“Oh, come, Bayard!” urged the other. “There’s where you miss it. Why not be comfortable? I don’t see that Christianity and misery need be identical. You are certain to have a tough time if you go on as you begin. Talk about election, foreordination, predestination! You take the whole set of condemnatory doctrines into your hands and settle your own fate beforehand. A man doesn’t leave Providence any free will who sets out in life as you do.”
“Do I strike you that way?” asked the young man anxiously. “If there is anything I abhor, it is a gloomy clergyman!”
“There you are again! Now I’m not finding fault with you,” began Fenton, settling his chin in his comfortable way. “Your soul is all nerves, man. It is a ganglion. You need more tissue round it—like me.”
The two young men stood at the foot of the bare, wooden stairs in the cold entry of Galilee Hall, at the dividing of their ways. It was the usual luck of the other that he should have a southwest room, first floor. But Bayard climbed to his northwest third-story corner uncomplainingly. It occurred to him to say that there were objects in life as important, on the whole, as being comfortable. But he did not. He only asked if the lectures on the Nicene Creed were to be continued at four, and went on, shivering, to his room.
It was a bitter February afternoon, and the wind blew the wrong way for northwest corners. Bayard had spent the day in coddling his big base-burner, which now rewarded him by a decent glow as he entered his study. He had no chum, and thanked God for it; he curled into the shell of his solitude contentedly, and turned to his books at once, plunging headlong into the gulf of the Nicene Creed. At the end of two hours he got up, shivering. The subject was colder than the climate, and he felt congealed to the soul. He flung open his bedroom door. An icy breath came from that monastic cell. He thought, “I really must get some double windows.” He had purposely refrained all winter from this luxury lest he should seem to have more comforts than his poorer classmates.

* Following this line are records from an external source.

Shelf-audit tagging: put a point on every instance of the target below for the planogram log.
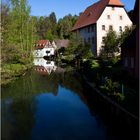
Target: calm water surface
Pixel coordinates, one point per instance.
(49, 103)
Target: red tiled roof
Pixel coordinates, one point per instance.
(41, 44)
(93, 12)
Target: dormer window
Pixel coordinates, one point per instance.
(120, 17)
(108, 16)
(103, 27)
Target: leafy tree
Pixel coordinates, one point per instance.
(125, 34)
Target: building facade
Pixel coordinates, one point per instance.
(130, 48)
(44, 48)
(94, 23)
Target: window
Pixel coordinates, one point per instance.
(126, 62)
(120, 17)
(103, 38)
(108, 16)
(88, 29)
(120, 28)
(110, 27)
(92, 28)
(132, 62)
(126, 27)
(89, 40)
(85, 40)
(103, 27)
(93, 40)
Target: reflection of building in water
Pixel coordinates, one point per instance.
(43, 66)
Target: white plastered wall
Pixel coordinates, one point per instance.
(114, 20)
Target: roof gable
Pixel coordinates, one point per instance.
(93, 12)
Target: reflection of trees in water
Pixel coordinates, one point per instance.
(18, 118)
(22, 107)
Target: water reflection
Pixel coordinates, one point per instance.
(43, 66)
(51, 106)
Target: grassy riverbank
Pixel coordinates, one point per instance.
(10, 72)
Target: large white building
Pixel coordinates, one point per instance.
(97, 19)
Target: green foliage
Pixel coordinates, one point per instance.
(18, 37)
(122, 37)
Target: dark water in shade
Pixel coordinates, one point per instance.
(39, 106)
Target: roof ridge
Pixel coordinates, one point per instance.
(97, 8)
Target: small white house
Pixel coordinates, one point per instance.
(44, 48)
(94, 23)
(43, 66)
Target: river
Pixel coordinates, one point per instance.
(53, 103)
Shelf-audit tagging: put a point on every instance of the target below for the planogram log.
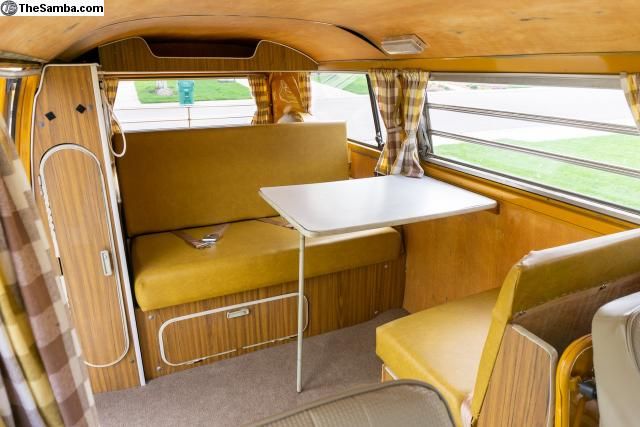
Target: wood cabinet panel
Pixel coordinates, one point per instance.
(521, 388)
(77, 205)
(335, 301)
(81, 215)
(455, 257)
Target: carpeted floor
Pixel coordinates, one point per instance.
(248, 388)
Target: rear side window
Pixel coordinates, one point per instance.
(344, 97)
(575, 136)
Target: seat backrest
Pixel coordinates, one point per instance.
(543, 277)
(616, 361)
(187, 178)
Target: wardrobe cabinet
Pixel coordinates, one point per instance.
(73, 178)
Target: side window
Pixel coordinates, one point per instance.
(344, 97)
(578, 140)
(179, 104)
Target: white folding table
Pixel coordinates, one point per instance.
(362, 204)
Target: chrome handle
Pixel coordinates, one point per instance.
(107, 267)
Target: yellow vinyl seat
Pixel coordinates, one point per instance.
(250, 255)
(441, 346)
(191, 179)
(455, 346)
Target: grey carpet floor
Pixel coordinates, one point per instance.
(247, 388)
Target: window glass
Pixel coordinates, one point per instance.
(344, 97)
(598, 105)
(599, 162)
(179, 104)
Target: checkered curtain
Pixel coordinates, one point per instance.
(110, 86)
(304, 86)
(414, 86)
(387, 88)
(631, 88)
(42, 378)
(259, 84)
(401, 96)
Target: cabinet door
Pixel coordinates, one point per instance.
(75, 198)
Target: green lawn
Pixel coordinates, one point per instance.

The early winter sunset was coming on, and Cesarea Hill was wrapping herself in gold and purple and in silver sheen to meet it. Bayard went to his window, and stood, with his hands locked behind him, looking abroad.
The Seminary lawns (old Cesareans spoke of them as the Seminary “yard”), encrusted in two feet of snow, took on the evening colors in great sweeps, as if made by one or two strokes of a mighty brush. The transverse paths that cut across the snow, under rows of ancient elm-trees, had the shape of a cross. The delicate, bare branches of the elms were etched against a blazing west. Above, the metallic sky hung cold and clear. A few students were crossing the lawns, tripping and slipping on the paths of gray and glittering ice. In the wide street beyond, a number of people were breasting the blast, valiantly prepared for a mile’s walk to the evening mail. The night threatened to be very cold. Across the street, the Professors’ houses stood in a serious row. Beyond them, the horizon line ran to Wachusett, undisturbed; and the hill and valley view melted into noble outlines under snow and sun.
Emanuel Bayard stood at his window looking across to the hills. The setting sun shone full in his face. I see no reason why one should hesitate to give a man full credit for personal beauty because one chances to be his biographer, and do not hesitate to say that the attractiveness of this young man was extraordinary.
He was of slender build, but tall, and with good square shoulders that sturdily supported his head. He had the forehead of a student, the carriage of a man of society, and the beauty of a myth, or a saint, which may be the same thing. His complexion was a trifle fair for a man; his brown hair, shot with gold, curled defiantly all over his head; when he first decided to study theology, he used to try to brush it straight, but he might as well have tried to brush Antinous out of fable. He had bright, human, healthy color, and, as has been intimated, a remarkable smile. His lips were delicately cut; they curved and trembled with almost pitiful responsiveness to impressions. Thought and feeling chased over his face like the tints of a vibrating prism cast on a white surface. It was in his eyes that the extreme sensitiveness of his nature seemed to concentrate and strengthen into repose. His nearest friend might have said of Bayard’s eyes, They are hazel, and said no more. Some stranger in the street, to whom the perception of the unusual was given, might have passed him, and said, That man’s eyes are living light. Indeed, strangers often moved back and looked again at him; while people who knew him best sometimes turned away from him uncomfortably, as if he blinded them. This power to dazzle, which we often see in merely clear-minded persons with a well-painted iris, may not be associated in the least with the higher nature, but even the contrary. It was the peculiarity about Bayard that his eye seemed to be the highest as well as the brightest fact in any given personal situation. Neither a prophet nor a cut-throat would for an instant have questioned the spiritual supremacy of the man.
In Paris, once, he was thrown in the way of a celebrated adventuress, and she confessed to him, sobbing, as if he had been her priest, within an hour. Rank is of the soul, and Bayard’s was unmistakable. Beauty like his is as candid, in its way, as certain forms of vice. It is impossible for him to conceal his descent who is born a spiritual prince.